Мы – люди XX века; мы сформировали определенные современные и научные понятия о мире. Но в потаенной глубине наших мыслей и чаяний мы – люди самых давних эпох. В нашем сознании запечатлелись все последовательно сменявшие друг друга религии человечества. В лесах по-прежнему остаются для нас священные рощи, в городах – императорские храмы. Подобно тому как в процессе своего развития зародыш проходит все этапы эволюции своего вида, так человеческое дитя на протяжении детства и отрочества сталкивается со многими магическими верованиями предков. Все мы пережили возраст, когда волшебство казалось нам естественным. В определенный момент жизни все мы, подобно египтянам, поклонялись животным. А потому всякое упоминание о юности человечества задевает наши чувствительные центры.

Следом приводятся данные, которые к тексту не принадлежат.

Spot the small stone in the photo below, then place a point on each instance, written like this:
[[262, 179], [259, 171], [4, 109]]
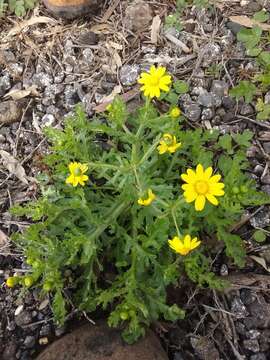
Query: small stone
[[42, 80], [43, 341], [129, 74], [219, 88], [238, 308], [259, 356], [251, 345], [10, 112], [29, 342], [234, 27], [192, 111], [4, 84], [138, 15], [253, 334], [45, 330], [246, 109], [211, 54], [261, 219], [207, 114], [206, 100], [23, 318]]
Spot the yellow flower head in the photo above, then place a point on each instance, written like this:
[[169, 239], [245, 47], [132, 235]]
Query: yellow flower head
[[77, 176], [149, 200], [168, 144], [153, 82], [202, 185], [185, 245], [175, 112]]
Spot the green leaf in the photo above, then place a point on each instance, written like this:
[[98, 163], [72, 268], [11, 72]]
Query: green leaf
[[261, 16], [181, 87], [244, 89], [259, 236]]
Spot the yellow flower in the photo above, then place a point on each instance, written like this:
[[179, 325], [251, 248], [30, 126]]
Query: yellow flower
[[77, 176], [202, 185], [185, 245], [149, 200], [156, 80], [175, 112], [168, 144]]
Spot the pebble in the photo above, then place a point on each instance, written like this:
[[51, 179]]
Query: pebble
[[192, 111], [238, 308], [219, 88], [29, 342], [251, 345], [246, 110], [129, 74], [23, 318]]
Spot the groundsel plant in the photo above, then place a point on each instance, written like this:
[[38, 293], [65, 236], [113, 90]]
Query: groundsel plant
[[131, 203]]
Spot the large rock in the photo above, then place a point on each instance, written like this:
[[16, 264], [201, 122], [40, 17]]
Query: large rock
[[102, 343]]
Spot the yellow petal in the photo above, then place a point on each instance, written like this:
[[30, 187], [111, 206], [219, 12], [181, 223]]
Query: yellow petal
[[200, 203], [199, 171], [211, 198], [208, 172]]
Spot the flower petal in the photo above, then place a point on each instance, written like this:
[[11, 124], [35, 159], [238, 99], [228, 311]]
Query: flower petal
[[200, 203]]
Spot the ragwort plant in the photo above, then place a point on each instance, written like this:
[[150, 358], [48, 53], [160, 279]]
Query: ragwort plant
[[130, 204]]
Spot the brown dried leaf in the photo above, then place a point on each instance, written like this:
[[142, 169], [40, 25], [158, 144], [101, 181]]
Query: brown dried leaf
[[13, 166], [247, 22]]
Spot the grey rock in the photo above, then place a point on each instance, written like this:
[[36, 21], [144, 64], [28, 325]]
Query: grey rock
[[219, 88], [253, 334], [209, 100], [211, 53], [207, 114], [129, 74], [259, 356], [261, 219], [238, 308], [251, 345], [29, 342], [246, 109], [192, 111], [234, 27], [45, 330], [42, 80], [24, 318], [5, 84]]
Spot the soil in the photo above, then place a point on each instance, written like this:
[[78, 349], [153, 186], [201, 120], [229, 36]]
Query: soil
[[47, 65]]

Так что Киплинг, чья жизнь сложилась столь необычно, сделался как бы проводником между божествами Востока и душами Запада. Пусть он написал: «О, Запад есть Запад, Восток есть Восток, и с мест они не сойдут»[188], но они соединились в нем самом. У Киплинга боги повсюду, как повсюду они у Гомера. И это не уловка рассказчика, а если и уловка, то столь совершенная, что мы едва замечаем ее. Киплинг настолько близок к юности человечества, что в процессе повествования сам верит в волшебство, о котором пишет. Создается впечатление, что в этом Киплинг похож на своего героя Кима. Если бы, подобно Киму, он не твердил себе: «Я белый», то поддался бы искушению открыть для себя мир таким удивительным, каким его видят на Востоке. «Быть может, в одной из прежних жизней мне было позволено оказать тебе какую-нибудь услугу. Быть может, – он улыбнулся, – я выпустил тебя из ловушки или, поймав тебя на удочку, в дни, когда сам еще не обрел просветления, выбросил обратно в реку»[189]. Так мыслит восточный человек, и, читая индийские сказки Киплинга, мы представляем, что он тоже думает как дитя Индии и верит в свои самые прекрасные мифы.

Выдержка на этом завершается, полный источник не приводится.